Robert E. Masterson, Lothar Wolf
Nuclear Science and Engineering | Volume 64 | Number 1 | September 1977 | Pages 222-236
Technical Paper | doi.org/10.13182/NSE77-A27093
Articles are hosted by Taylor and Francis Online.
A new numerical method is presented for the steady-state and transient, two-phase, lumped parameter thermal-hydraulic analysis of the fluid flow distributions in fuel pin bundles and nuclear reactor cores. The method uses the same physical model as the COBRA-IIIC code, but is based on the alternative numerical concept of generating a system of semi-implicit difference equations for the pressure field using a spatial differencing scheme that is different from the schemes previously used by subchannel analysis codes. The flow and enthalpy distributions in the lattice are found by marching downstream several times in succession between adjacent computational planes and by combining the computed pressure fields from these planes together into a composite pressure field, which is then used as the driving force for the cross-flow distribution in a reformulated form of the transverse momentum equation.
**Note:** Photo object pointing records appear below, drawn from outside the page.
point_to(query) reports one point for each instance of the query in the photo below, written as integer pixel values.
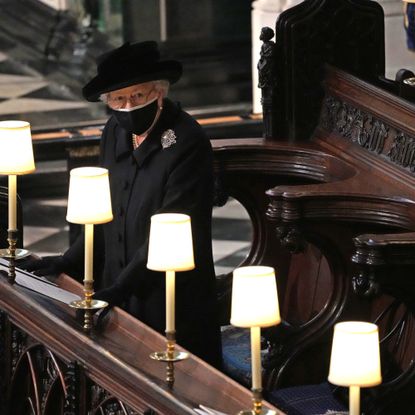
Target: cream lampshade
(170, 244)
(89, 203)
(16, 157)
(355, 359)
(170, 249)
(255, 305)
(254, 297)
(16, 150)
(89, 198)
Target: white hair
(161, 85)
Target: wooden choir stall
(330, 191)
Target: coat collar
(152, 143)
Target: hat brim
(166, 70)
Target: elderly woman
(159, 160)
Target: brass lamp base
(88, 305)
(12, 253)
(166, 357)
(19, 253)
(170, 356)
(257, 405)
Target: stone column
(264, 13)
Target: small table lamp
(170, 249)
(16, 157)
(355, 359)
(89, 203)
(255, 305)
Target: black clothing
(151, 179)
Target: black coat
(143, 182)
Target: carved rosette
(354, 124)
(360, 127)
(402, 151)
(103, 403)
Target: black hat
(128, 65)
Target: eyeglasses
(120, 101)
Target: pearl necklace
(137, 140)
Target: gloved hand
(46, 266)
(113, 295)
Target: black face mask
(139, 119)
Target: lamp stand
(354, 400)
(257, 405)
(88, 305)
(12, 253)
(170, 356)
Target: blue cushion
(410, 25)
(306, 400)
(236, 352)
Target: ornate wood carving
(305, 40)
(371, 133)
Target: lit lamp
(89, 203)
(355, 359)
(16, 157)
(170, 249)
(255, 305)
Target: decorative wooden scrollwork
(291, 238)
(112, 406)
(365, 285)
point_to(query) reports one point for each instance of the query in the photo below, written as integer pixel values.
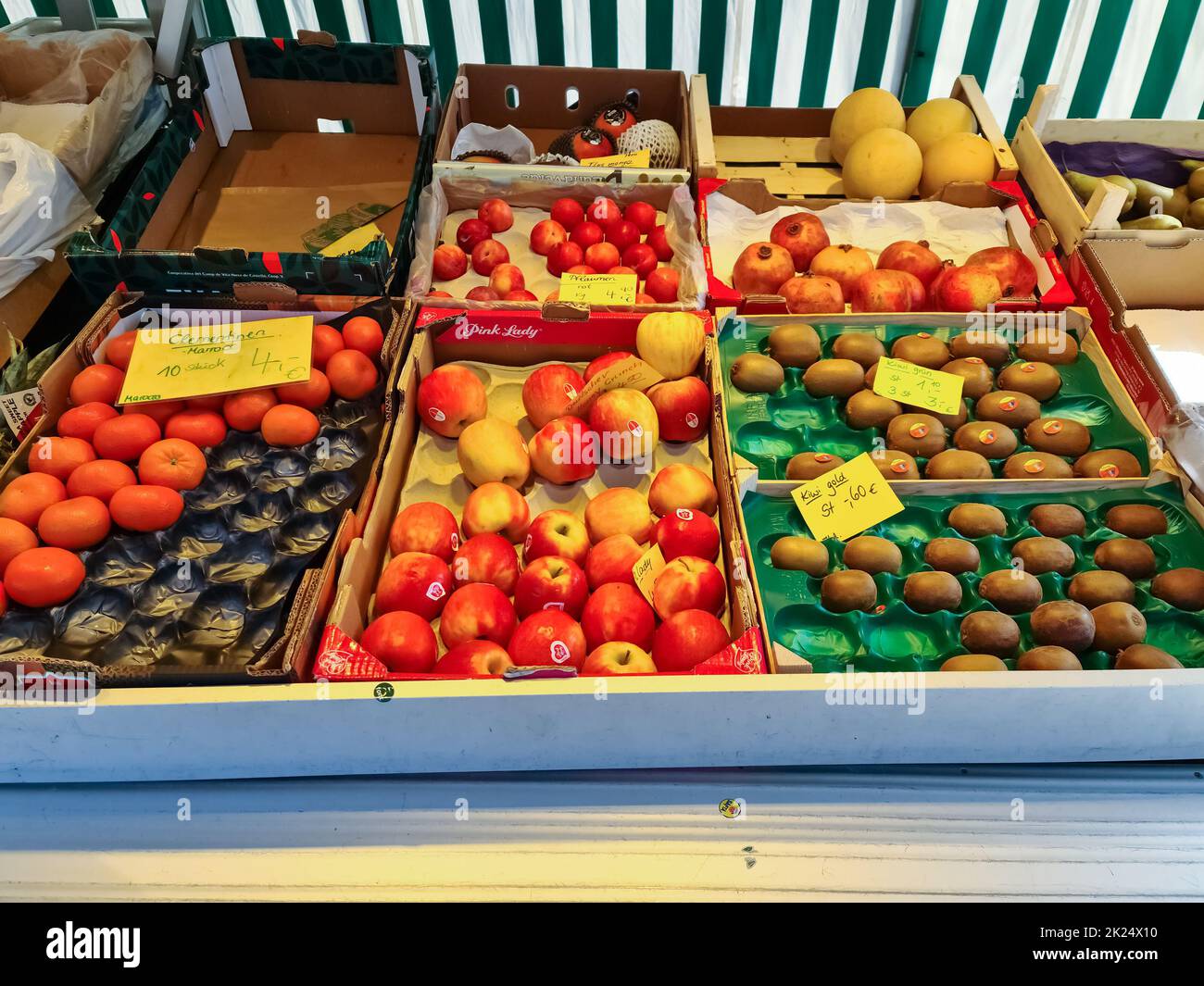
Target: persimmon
(172, 462)
(75, 524)
(145, 508)
(44, 577)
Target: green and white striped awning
(1112, 58)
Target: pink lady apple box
(505, 343)
(742, 223)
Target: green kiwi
(1183, 588)
(1060, 436)
(1092, 589)
(920, 435)
(990, 632)
(987, 438)
(1128, 556)
(1145, 656)
(1010, 592)
(974, 662)
(873, 554)
(978, 520)
(859, 347)
(1036, 465)
(795, 553)
(847, 592)
(1039, 381)
(1058, 519)
(795, 344)
(1052, 345)
(932, 592)
(755, 373)
(1008, 407)
(1044, 554)
(1047, 658)
(834, 378)
(952, 555)
(1107, 464)
(922, 349)
(868, 409)
(1139, 520)
(1118, 626)
(978, 381)
(808, 465)
(1063, 622)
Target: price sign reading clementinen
(918, 385)
(844, 502)
(180, 361)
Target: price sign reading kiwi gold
(918, 385)
(847, 501)
(181, 361)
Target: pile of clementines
(128, 466)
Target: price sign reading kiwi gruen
(598, 289)
(177, 363)
(918, 385)
(847, 500)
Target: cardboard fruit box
(1075, 221)
(420, 466)
(722, 240)
(787, 149)
(306, 592)
(300, 164)
(543, 101)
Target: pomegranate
(913, 256)
(803, 235)
(844, 264)
(761, 268)
(810, 293)
(1014, 271)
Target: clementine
(44, 577)
(173, 462)
(73, 524)
(145, 508)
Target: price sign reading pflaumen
(844, 502)
(598, 289)
(181, 361)
(910, 384)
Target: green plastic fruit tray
(895, 637)
(770, 429)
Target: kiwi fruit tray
(894, 630)
(774, 416)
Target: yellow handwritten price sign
(598, 289)
(910, 384)
(176, 363)
(844, 502)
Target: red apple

The method is extremely efficient from a computational point of view and is compatible with a variety of iterative techniques, because the coefficient matrices governing the pressure field can be shown to have diagonal dominance and a simple, predictable band structure for a variety of subchannel numbering schemes. The numerical method has been integrated into the computational framework of the COBRA-IIIC code, and a new computer code has been written called COBRA-IIIP/MIT (P for a pressure solution). The code is considerably faster and more powerful than many other reactor thermal-hydraulic analysis codes and has the capability of solving extremely large and complex problems with great speed. Calculations are presented in this paper in which the results of the new code and the numerical method on which it is based are compared to those of COBRA-IIIC.